In a major shift, China has dethroned Japan to become the world's largest exporter of cars.
What Happened: The first quarter saw an impressive 58% surge in China's car exports, reaching a staggering 1.07 million vehicles. China now holds the top spot, followed by Japan and Germany, a BBC report noted, citing official government statistics.
Japan's vehicle exports reached 954,185 in the first quarter, showing a 6% increase from a year earlier.
This surge in Chinese car exports can largely be attributed to the growing popularity of electric vehicles. China dominates the global production of lithium-ion batteries, which power 75% of EVs worldwide. Leading the charge are Tesla Inc's (NASDAQ: TSLA) China arm, state-owned automaker SAIC Motor and Warren Buffett-backed BYD Co Ltd (OTC: BYDDY), who are the top exporters of New Energy Vehicles (NEVs) in China.
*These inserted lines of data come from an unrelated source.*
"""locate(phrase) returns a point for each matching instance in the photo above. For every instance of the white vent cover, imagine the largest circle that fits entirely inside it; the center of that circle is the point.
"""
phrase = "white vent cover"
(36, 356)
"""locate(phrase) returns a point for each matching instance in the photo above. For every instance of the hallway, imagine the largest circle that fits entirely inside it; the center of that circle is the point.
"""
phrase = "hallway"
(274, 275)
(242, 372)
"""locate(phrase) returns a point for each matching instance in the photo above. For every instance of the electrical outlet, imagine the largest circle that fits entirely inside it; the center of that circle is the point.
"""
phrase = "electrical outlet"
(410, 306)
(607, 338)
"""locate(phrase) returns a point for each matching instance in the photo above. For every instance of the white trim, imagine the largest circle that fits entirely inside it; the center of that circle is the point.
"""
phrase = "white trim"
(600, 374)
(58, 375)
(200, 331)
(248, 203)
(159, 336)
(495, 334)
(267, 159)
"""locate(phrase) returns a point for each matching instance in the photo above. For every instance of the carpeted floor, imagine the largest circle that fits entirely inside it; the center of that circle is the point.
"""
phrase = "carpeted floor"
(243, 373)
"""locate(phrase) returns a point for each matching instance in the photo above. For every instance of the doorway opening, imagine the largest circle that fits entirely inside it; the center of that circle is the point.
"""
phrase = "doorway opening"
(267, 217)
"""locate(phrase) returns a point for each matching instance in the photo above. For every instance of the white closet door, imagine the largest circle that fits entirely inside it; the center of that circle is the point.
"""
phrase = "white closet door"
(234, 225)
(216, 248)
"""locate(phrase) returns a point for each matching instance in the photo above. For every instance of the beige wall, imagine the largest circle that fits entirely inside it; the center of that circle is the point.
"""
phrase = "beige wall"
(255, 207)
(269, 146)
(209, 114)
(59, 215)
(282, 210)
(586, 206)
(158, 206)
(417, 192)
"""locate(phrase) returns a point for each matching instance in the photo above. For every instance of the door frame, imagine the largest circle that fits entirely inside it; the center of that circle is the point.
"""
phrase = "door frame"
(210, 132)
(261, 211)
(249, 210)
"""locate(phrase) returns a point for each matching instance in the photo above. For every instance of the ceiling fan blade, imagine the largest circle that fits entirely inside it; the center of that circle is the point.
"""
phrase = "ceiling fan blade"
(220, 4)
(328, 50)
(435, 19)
Another contributing factor to China's rise as an exporter is the void left by automakers retreating from the Russian market after the Ukraine invasion. Renowned companies like Toyota Motor Corp (NYSE: TM) and Volkswagen AG (OTC: VWAGY) pulled out, creating an opportunity for Chinese automakers to fill the gap.
Why It Matters: The significance of this shift extends beyond exports, as China's domestic EV market is also experiencing remarkable growth. Despite a 13% decline in overall passenger car sales in the first quarter, EVs and plug-in hybrids saw a 22% increase in sales.
In a bid to bolster the EV industry, China has recently proposed expediting the construction of charging facilities for electric vehicles and enhancing policies to promote their purchase and usage.